Cyrus Mistry is still a director on the board of Tata Sons despite being replaced as a chairman. (Indranil Mukherjee/AFP/Getty Images)

MUMBAI — A contempt of court petition was filed against Tata Sons Jan. 11 for calling an Extra-ordinary General Meeting to remove Cyrus Mistry as a director on its board.

According to the people with direct knowledge of the development, the contempt of court petition with the National Company Law Tribunal, Mumbai, was filed against the company and its directors by Mistry's investment firms.

Tata Sons' Board ousted Mistry Oct. 24 as its chairman and appointed Ratan Tata as the interim chairman. 

However, Mistry still remains as a director on the board of the holding arm of the $100 billion-plus group.

Tata Trusts hold a 66 percent stake in the holding company of the Tata Group, whereas Mistry's family holds just over 18 percent.

The petitioners have sought an injunction against the proposed EGM which is said to have been called Feb. 6, 2017. 

The petition alleged that the company has violated NCLT's order, which was dated Dec. 22, 2016, as it called for an EGM by issuing a special notice Jan. 3, 2017.

Tata Sons responded by saying, "There is no contempt. We will make our submissions to the NCLT."

The development comes days after Tata Sons filed an affidavit comprised of over 200 pages with the NCLT.

The affidavit, among other things, alleged that Mistry had under-performed as the chairman of Tata Sons, which led to a decline in dividend payments to Tata Trusts. 

The affidavit also pointed out that the board of Tata Sons had lost confidence in Mistry.

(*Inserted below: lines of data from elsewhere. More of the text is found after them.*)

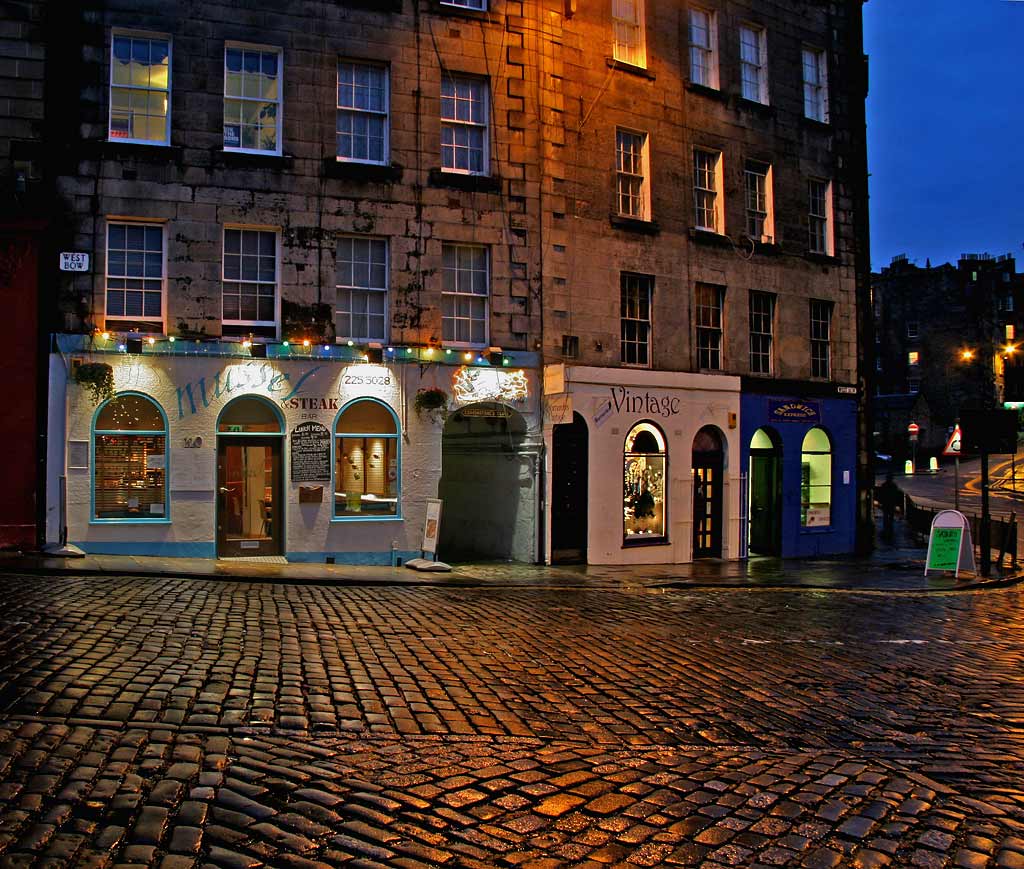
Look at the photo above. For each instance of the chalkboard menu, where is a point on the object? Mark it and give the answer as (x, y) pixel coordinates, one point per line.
(310, 452)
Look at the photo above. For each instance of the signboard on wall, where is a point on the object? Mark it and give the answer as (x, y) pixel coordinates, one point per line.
(310, 452)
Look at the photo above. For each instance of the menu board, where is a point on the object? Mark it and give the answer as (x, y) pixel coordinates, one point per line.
(310, 452)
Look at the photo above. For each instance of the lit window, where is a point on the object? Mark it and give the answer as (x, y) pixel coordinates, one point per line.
(627, 25)
(760, 220)
(631, 170)
(820, 338)
(707, 183)
(464, 125)
(636, 291)
(252, 99)
(130, 460)
(644, 483)
(704, 48)
(815, 85)
(140, 89)
(464, 294)
(250, 276)
(819, 217)
(361, 289)
(709, 309)
(363, 113)
(815, 479)
(754, 63)
(762, 311)
(366, 477)
(135, 272)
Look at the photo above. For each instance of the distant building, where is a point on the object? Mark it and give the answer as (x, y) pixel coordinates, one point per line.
(950, 334)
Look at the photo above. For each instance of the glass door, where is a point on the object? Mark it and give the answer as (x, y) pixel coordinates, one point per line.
(249, 505)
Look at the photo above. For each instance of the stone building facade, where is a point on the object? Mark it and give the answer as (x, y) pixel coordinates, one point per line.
(528, 208)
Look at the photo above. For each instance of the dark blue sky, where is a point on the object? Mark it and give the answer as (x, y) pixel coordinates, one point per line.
(945, 128)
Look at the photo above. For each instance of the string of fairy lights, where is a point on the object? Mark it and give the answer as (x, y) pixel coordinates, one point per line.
(303, 348)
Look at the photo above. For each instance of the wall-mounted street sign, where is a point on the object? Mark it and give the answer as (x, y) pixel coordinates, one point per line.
(74, 262)
(953, 444)
(949, 546)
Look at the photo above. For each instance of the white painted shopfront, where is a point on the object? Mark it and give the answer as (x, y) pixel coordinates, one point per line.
(649, 459)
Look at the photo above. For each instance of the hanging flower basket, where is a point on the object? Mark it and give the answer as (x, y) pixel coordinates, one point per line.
(98, 377)
(430, 401)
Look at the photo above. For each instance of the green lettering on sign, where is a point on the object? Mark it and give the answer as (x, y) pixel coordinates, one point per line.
(944, 552)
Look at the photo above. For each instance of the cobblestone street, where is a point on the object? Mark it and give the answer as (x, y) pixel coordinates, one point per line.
(182, 723)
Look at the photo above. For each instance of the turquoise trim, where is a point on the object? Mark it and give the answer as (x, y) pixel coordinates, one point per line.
(162, 520)
(334, 459)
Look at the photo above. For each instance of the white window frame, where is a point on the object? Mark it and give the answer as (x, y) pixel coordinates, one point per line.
(148, 224)
(367, 289)
(280, 101)
(815, 66)
(628, 16)
(626, 174)
(819, 224)
(150, 36)
(700, 191)
(765, 198)
(760, 69)
(708, 52)
(455, 295)
(385, 115)
(455, 123)
(275, 322)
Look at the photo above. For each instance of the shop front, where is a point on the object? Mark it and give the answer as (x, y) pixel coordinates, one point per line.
(800, 457)
(642, 466)
(312, 454)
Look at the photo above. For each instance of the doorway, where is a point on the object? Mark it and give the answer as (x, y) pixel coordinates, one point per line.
(250, 507)
(766, 492)
(568, 491)
(709, 468)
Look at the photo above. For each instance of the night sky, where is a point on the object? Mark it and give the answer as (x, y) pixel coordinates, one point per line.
(945, 128)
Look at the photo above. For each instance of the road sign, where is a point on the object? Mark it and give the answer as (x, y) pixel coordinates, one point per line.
(953, 444)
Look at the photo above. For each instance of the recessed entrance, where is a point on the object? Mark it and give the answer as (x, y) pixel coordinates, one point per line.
(250, 508)
(766, 492)
(568, 491)
(709, 468)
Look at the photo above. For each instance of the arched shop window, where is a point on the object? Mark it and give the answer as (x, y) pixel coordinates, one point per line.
(643, 484)
(366, 450)
(129, 441)
(815, 479)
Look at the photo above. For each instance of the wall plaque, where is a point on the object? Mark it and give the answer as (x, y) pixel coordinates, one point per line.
(310, 452)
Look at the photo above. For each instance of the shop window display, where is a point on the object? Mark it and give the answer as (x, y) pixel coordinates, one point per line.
(366, 477)
(815, 479)
(130, 460)
(643, 484)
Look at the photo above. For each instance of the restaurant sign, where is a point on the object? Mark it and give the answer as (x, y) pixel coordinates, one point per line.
(794, 410)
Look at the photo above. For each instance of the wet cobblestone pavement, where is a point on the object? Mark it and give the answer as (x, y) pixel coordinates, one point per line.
(178, 723)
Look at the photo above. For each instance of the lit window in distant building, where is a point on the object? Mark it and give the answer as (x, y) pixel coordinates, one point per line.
(140, 89)
(628, 35)
(709, 326)
(754, 63)
(704, 47)
(252, 99)
(815, 85)
(464, 125)
(632, 172)
(820, 338)
(636, 291)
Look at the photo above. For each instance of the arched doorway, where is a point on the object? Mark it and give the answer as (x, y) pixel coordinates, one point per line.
(569, 444)
(765, 492)
(709, 468)
(250, 506)
(487, 485)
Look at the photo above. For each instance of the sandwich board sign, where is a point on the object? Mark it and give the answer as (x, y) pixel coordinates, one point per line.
(949, 546)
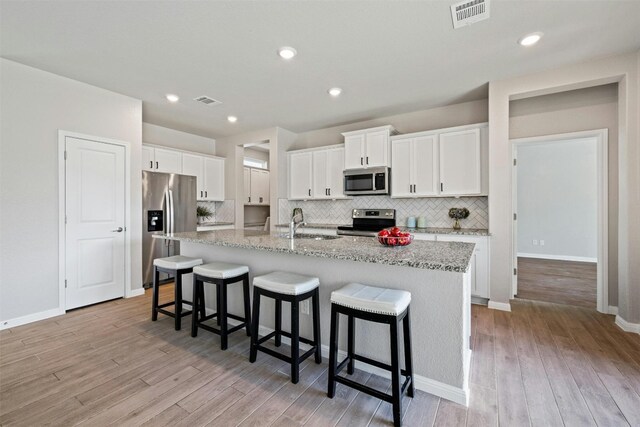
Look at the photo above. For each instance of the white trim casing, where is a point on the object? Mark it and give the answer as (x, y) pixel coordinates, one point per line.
(30, 318)
(602, 140)
(558, 257)
(502, 306)
(62, 135)
(627, 326)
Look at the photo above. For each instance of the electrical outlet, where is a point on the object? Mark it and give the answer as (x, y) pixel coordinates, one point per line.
(305, 307)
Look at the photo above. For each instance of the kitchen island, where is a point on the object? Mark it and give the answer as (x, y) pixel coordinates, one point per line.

Earlier, Tata Sons had been served with a petition filed before the NCLT by Mistry's investment companies under Sections 241 and 242 of the Companies Act.

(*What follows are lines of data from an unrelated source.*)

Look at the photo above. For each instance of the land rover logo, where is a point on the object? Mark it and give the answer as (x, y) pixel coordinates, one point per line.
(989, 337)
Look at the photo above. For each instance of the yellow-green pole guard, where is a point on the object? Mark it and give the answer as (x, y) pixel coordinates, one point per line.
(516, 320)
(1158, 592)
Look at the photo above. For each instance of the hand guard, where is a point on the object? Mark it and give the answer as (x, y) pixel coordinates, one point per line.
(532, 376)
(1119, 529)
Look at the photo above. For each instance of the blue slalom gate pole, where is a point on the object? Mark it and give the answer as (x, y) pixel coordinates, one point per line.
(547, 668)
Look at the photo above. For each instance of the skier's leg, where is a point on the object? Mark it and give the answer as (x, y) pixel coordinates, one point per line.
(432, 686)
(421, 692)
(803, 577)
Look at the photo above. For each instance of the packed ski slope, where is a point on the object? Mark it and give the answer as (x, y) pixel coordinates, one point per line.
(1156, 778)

On Dec. 22, Tata Sons said the NCLT has not granted any interim relief to its ousted chairman.

Tata Sons also served a legal notice to Mistry alleging a breach of confidentiality by passing on sensitive information to his family-controlled companies. 

However, no damages were sought.

The holding company of the industrial conglomerate had filed a petition before the NCLT for an alleged "breach of confidentiality obligation by a director.”